Friday, 28 December 2007

DW: Voyage of the Damned!

Hey, wait a minute, that didn't open with a zoom into London! Oh well, on to epic adventure!

Well, that intrusion into the TARDIS was easily resolved, wasn't it? With no explanation for why (different dimension!) nor any reaction from the crew that something weird happened before. Huh.

Anyways, ... what the hey? Yes, there is the obligatory explanation for what's going on, but it's still a paper thin reason for suddenly having a spaceship called Titanic turn up over earth, then threaten to plummet into it. Clearly, RTD wanted to do a disaster story, but I'm not thinking this was a good pick. Story took a definite backseat to the amazingness of the sets and the cast.

Yeah, let's talk about Kylie... was there any reason it that Kylie in particular was playing this role? It could have gone to any actress as far as I could see. The main point seemed to be to use her status as a shorthand for getting the audience to care about her so we would care when she tried to replicate the "get away from him you bitch" moment. Not to say she wasn't good in the role, just that Astrid wasn't much a part worth taking note of. (Yes, I wasn't moved at the big moment. I'm a hardhearted bastard.)

As for the other cast members, oh look, it's Geoffry "I'm a doctor, and I want my sausages" Palmer and Bernard "Sssppppoooooooonnnnsssss!!!!" Cribbins! And a bunch of others distinct enough so that we can remember them when they are a party moving through the ship (and note: the black guy died first!). Props all around, but Jimmy Vee stole the show. (And there was also some guy called Tennant around, but eh...)

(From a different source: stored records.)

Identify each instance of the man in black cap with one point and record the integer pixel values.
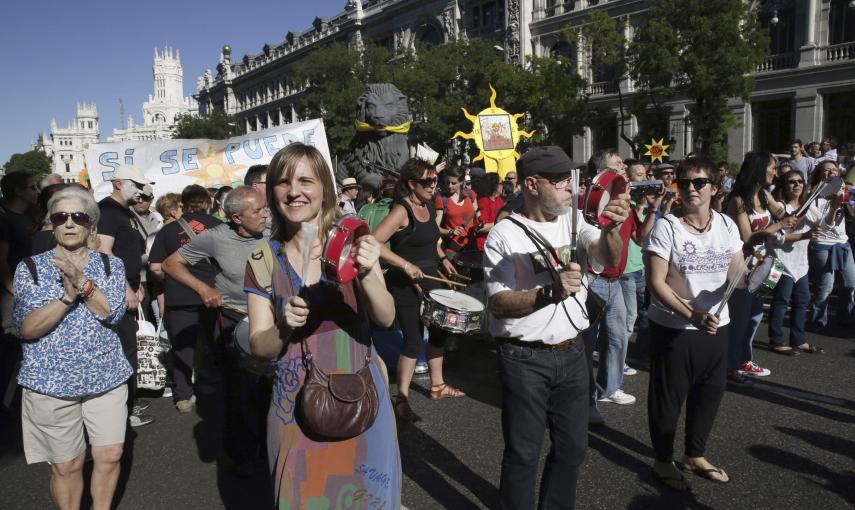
(536, 295)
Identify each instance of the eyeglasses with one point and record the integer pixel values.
(58, 219)
(699, 183)
(425, 183)
(559, 183)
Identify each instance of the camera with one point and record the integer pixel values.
(639, 189)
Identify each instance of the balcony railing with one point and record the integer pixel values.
(600, 88)
(845, 51)
(779, 61)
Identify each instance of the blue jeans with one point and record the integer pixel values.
(746, 313)
(823, 277)
(786, 292)
(634, 287)
(609, 335)
(541, 389)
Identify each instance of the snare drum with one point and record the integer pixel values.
(452, 311)
(763, 279)
(603, 188)
(249, 361)
(339, 261)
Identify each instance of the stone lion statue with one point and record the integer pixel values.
(382, 141)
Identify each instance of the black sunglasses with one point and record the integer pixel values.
(58, 219)
(425, 183)
(699, 183)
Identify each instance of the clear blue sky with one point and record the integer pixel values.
(60, 52)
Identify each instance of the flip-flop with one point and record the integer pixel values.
(812, 349)
(706, 473)
(783, 350)
(678, 484)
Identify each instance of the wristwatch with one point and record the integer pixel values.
(548, 294)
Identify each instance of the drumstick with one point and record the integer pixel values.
(731, 286)
(308, 232)
(443, 280)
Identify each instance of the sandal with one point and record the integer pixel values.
(783, 349)
(811, 349)
(444, 391)
(706, 473)
(403, 411)
(677, 483)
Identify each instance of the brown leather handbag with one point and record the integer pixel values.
(337, 406)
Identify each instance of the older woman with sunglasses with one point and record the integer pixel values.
(413, 234)
(690, 255)
(67, 303)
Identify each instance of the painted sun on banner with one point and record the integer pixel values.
(496, 134)
(656, 150)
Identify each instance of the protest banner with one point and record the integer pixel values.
(175, 164)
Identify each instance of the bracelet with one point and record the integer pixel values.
(88, 289)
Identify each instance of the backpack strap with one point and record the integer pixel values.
(261, 260)
(31, 265)
(106, 261)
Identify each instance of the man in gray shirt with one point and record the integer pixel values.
(228, 247)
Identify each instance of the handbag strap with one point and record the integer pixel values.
(307, 353)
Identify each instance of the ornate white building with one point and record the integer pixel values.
(167, 102)
(65, 145)
(805, 88)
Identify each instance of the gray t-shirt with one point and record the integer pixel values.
(230, 251)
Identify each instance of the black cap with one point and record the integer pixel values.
(544, 161)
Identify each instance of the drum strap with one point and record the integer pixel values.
(543, 246)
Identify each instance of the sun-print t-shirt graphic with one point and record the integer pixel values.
(697, 269)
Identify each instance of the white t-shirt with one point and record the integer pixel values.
(829, 234)
(512, 262)
(794, 255)
(697, 269)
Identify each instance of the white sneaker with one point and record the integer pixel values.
(618, 397)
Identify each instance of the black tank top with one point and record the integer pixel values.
(417, 245)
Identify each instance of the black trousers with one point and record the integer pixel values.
(685, 366)
(542, 389)
(246, 397)
(410, 322)
(185, 326)
(127, 331)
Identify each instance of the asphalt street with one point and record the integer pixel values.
(788, 442)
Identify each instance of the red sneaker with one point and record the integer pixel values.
(751, 368)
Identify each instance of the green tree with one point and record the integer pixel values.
(34, 162)
(217, 126)
(335, 76)
(702, 50)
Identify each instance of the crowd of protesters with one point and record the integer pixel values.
(78, 273)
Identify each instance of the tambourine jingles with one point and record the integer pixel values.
(339, 261)
(605, 186)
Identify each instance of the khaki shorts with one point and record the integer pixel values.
(53, 427)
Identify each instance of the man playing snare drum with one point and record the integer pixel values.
(229, 246)
(537, 296)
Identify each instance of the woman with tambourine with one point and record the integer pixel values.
(689, 257)
(791, 248)
(830, 251)
(413, 235)
(758, 216)
(319, 329)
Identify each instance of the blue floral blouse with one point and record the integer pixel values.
(82, 354)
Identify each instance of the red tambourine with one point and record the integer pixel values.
(603, 188)
(339, 261)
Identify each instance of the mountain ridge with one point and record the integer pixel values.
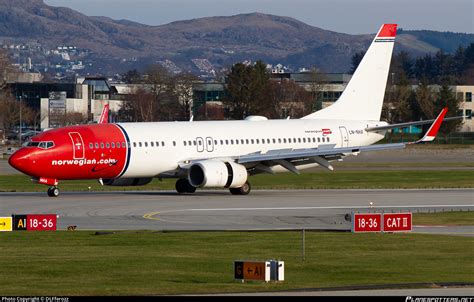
(223, 40)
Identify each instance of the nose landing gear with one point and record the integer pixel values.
(53, 191)
(183, 186)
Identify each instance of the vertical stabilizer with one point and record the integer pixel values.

As for the ship itself, the model looked gorgeous. Now there's a prop that needs to be sold! The sets were fine, with the BBC more than ready for the period costumes that the people wore (if anyone produced a period drama long running series, they'd need zero costume budget as that is all the BBC really seems to care about and stores everything period...). The Host... why? Does the planet Stow have the same mythological roots as the earth? Why angels with halos? (Or were they a deliberate rip from earth mythology... but again, why then and not, say, reindeer as something more appropriate.) There's no reason for them, honestly, and the heads were not the best feature of their outfits.

Overall, it was good, and the bit about London being evacuated was funny, but the show rocked from melodrama to farce in... well, a snap of the fingers. Not a failure by any means, but nothing special to me either.


Previews: Series Four - ooh, I recognise those beasties! Lots of stuff to come. Torchwood - eh... notice we see lots of the crew looking around, but nothing plot-wise (other than the presence of James Masters).